History Guess Count Total Avg Max
1122 1,296 5,828 4.50 6
| 3345 256 1,175 4.59 6
|R 1344 256 1,178 4.60 6
|W 2344 256 1,178 4.60 6
|RW 1314 208 940 4.52 6
|RR 1134 114 512 4.49 6
|WW 2314 96 408 4.25 5
||RW 3636 46 217 4.72 6
|W|W 3516 44 209 4.75 6
|R|W 3526 44 209 4.75 6
|R|RW 4524 42 198 4.71 6
|W|RW 4514 42 198 4.71 6
||WW 6634 42 199 4.74 6
|R|WW 3135 41 196 4.78 6
|W|WW 3235 41 196 4.78 6
||RWW 3454 40 189 4.73 6
|RW|W 2452 39 181 4.64 5
|RWW 1213 36 147 4.08 6
|R|R 3325 34 157 4.62 5
|W|R 3315 34 157 4.62 5
|RRW 1223 32 125 3.91 5
|RW|RW 5115 32 151 4.72 6
||RR 3366 29 136 4.69 6
|RR|RW 1352 28 128 4.57 5
Exhaustive Search
Are there strategies that guarantee a win in 5 consistent guesses? Answering this question requires an exhaustive search. The Knuth algorithm is greedy, in that it assumes a locally optimal choice will prove to be globally optimal. An exhaustive search must consider scenarios where a choice that appears to be suboptimal may win out when we consider the full ramifications of the choice.
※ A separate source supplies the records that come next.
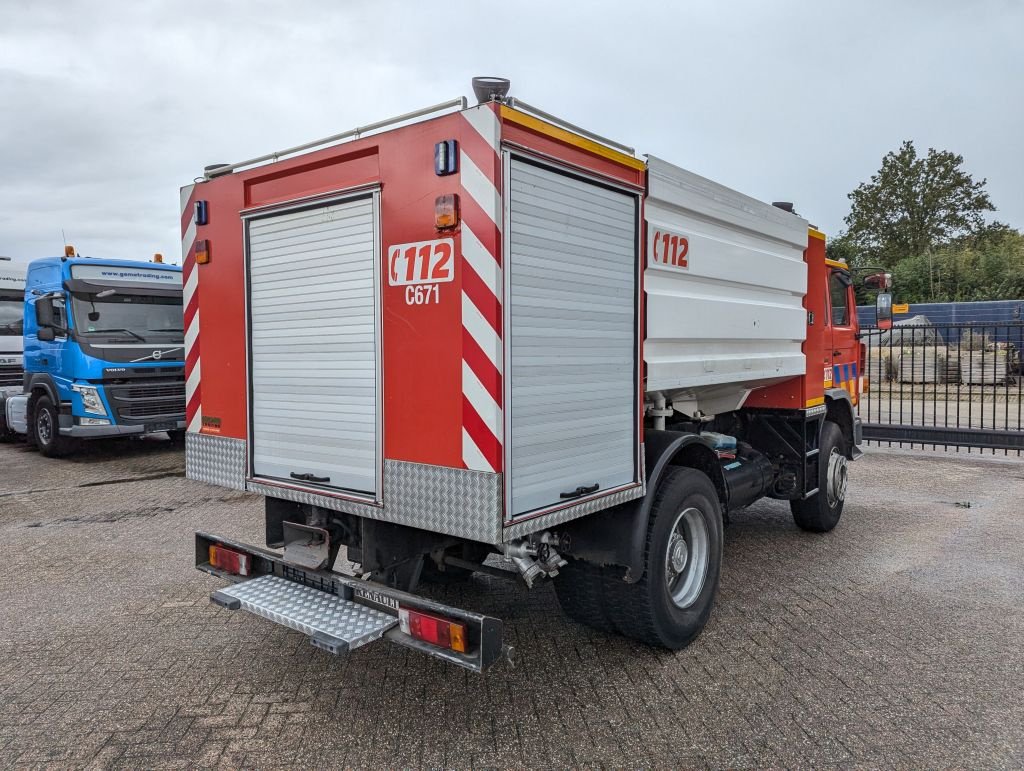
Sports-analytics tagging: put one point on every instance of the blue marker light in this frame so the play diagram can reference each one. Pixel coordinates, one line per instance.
(446, 158)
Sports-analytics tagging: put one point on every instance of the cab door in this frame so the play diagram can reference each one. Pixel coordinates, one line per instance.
(844, 333)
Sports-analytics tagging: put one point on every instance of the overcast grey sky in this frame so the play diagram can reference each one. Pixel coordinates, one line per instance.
(107, 109)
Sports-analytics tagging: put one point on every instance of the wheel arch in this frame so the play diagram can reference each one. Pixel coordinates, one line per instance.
(839, 410)
(43, 385)
(617, 536)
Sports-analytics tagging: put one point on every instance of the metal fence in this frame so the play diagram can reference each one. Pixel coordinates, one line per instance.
(954, 386)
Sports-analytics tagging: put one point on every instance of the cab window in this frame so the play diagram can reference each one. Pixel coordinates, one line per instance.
(839, 298)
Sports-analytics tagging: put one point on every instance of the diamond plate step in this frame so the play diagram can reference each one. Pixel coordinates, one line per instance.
(333, 624)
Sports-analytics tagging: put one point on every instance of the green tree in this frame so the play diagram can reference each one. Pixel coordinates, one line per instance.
(913, 205)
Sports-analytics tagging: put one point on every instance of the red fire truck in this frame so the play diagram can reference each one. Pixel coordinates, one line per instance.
(481, 330)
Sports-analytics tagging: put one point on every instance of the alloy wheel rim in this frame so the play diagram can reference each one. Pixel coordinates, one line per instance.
(837, 477)
(687, 557)
(44, 427)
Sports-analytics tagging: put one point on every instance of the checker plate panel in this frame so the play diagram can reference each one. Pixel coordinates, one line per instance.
(310, 610)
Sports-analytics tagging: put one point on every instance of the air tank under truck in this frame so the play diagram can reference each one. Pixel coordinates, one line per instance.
(481, 330)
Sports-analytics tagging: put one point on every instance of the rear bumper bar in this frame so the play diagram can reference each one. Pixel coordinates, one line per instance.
(484, 632)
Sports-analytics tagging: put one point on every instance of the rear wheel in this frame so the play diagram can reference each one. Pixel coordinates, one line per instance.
(821, 512)
(671, 604)
(46, 429)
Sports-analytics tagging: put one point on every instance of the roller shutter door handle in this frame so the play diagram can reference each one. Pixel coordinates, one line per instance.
(582, 490)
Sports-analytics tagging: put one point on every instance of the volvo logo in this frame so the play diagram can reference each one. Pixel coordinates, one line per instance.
(157, 354)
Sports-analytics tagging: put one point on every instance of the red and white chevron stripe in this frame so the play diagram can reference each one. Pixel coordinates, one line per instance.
(479, 165)
(194, 409)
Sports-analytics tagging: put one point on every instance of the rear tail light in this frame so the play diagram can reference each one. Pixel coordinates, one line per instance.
(229, 561)
(433, 629)
(202, 252)
(446, 212)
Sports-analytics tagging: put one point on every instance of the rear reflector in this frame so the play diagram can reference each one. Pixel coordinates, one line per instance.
(229, 561)
(433, 629)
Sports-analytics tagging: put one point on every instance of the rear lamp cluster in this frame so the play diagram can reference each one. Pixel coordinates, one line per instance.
(229, 561)
(433, 629)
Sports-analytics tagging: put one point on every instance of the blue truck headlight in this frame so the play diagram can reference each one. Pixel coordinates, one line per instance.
(90, 399)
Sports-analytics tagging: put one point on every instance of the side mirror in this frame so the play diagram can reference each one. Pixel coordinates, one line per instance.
(879, 282)
(884, 311)
(44, 312)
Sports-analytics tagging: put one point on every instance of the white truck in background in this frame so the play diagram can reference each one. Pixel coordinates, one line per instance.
(12, 274)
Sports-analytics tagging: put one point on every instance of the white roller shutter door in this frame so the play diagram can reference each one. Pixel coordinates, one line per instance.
(313, 360)
(572, 336)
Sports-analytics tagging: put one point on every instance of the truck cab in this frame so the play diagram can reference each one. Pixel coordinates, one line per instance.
(103, 352)
(11, 297)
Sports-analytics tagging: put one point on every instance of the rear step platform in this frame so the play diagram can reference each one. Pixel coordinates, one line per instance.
(335, 625)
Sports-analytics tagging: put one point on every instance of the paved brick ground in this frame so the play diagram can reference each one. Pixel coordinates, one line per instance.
(895, 641)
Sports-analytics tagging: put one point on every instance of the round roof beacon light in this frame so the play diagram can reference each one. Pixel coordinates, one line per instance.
(491, 89)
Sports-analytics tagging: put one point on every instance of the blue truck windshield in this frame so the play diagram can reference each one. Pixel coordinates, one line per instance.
(147, 317)
(11, 308)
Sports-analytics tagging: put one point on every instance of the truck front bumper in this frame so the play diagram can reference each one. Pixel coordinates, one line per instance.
(98, 432)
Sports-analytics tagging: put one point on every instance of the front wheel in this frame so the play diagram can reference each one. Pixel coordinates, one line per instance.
(671, 604)
(821, 512)
(46, 429)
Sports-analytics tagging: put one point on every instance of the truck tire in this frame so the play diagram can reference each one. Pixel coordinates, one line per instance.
(580, 589)
(821, 512)
(671, 604)
(45, 428)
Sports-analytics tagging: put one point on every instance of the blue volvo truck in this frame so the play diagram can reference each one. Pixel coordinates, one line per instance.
(103, 352)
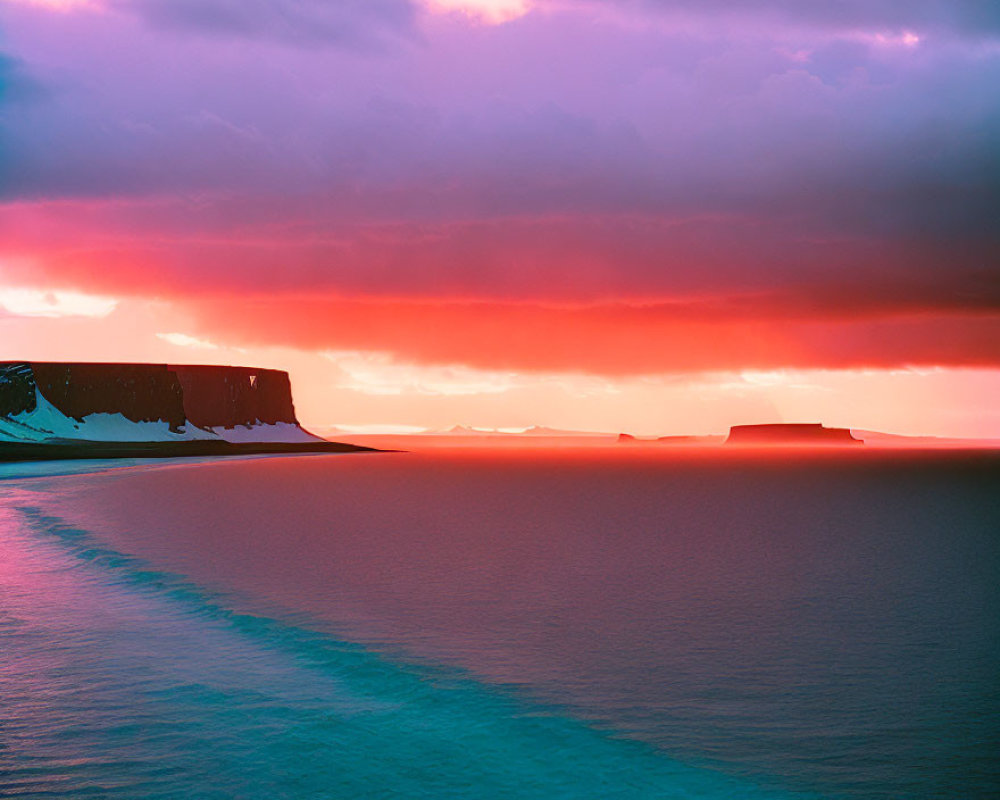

Using an exhaustive search, I proved that no such consistent-five-guess strategy exists.
Another question we can answer with an exhaustive search is what consistent-guess strategy results in the lowest average number of guesses? The resulting strategy requires 5,671 total guesses, with an amazing average of about 4.38 guesses per round--a considerable improvement over Knuth! There are 19 secret codes that require the worst-case of 6 guesses to solve: 1126, 1163, 1623, 1662, 2453, 2545, 3223, 4314, 4421, 4423, 5162, 5452, 5523, 5533, 6123, 6343, 6351, 6523, 6636. The full strategy requires memorizing another large table of game states. Here's an excerpt of this average consistent (AC) strategy:
History Guess Count Total Avg Max
1123 1,296 5,671 4.38 6
|W 4534 276 1,254 4.54 6
|RW 1415 230 1,035 4.50 6
|WW 2345 222 997 4.49 6
|R 1445 182 802 4.41 6
|RR 1425 105 456 4.34 6
|RWW 1234 84 349 4.15 5
| 4456 81 328 4.05 5
|W|RW 3566 53 252 4.75 6
|WWW 2314 44 173 3.93 5
|WW|WW 5631 43 201 4.67 5
|W|W 6615 43 201 4.67 5
|R|W 6563 42 198 4.71 6
|W|WW 3665 42 196 4.67 6
|RW|W 3522 41 192 4.68 5
|RRW 1243 40 158 3.95 5
|WW|RW 2614 40 188 4.70 6
|RW|RW 3135 39 185 4.74 6
To manage the enormous computation necessary to produce this table, I came up with a couple of tricks in the way I wrote the code. I originally determined the best guess given a particular guessing/feedback history. I later improved it to determine the best guess given only a set of possible secret codes. I also originally wrote code to find the best response to each possible consistent guess. Later I made a dramatic improvement by only testing distinct guesses (ones that were not isomorphic to already-tested guesses). For this, I found the possible feedback for each guess (e.g. W=111, =81, R=64) and then ignored the guess if I had already tested a guess with the same feedback profile.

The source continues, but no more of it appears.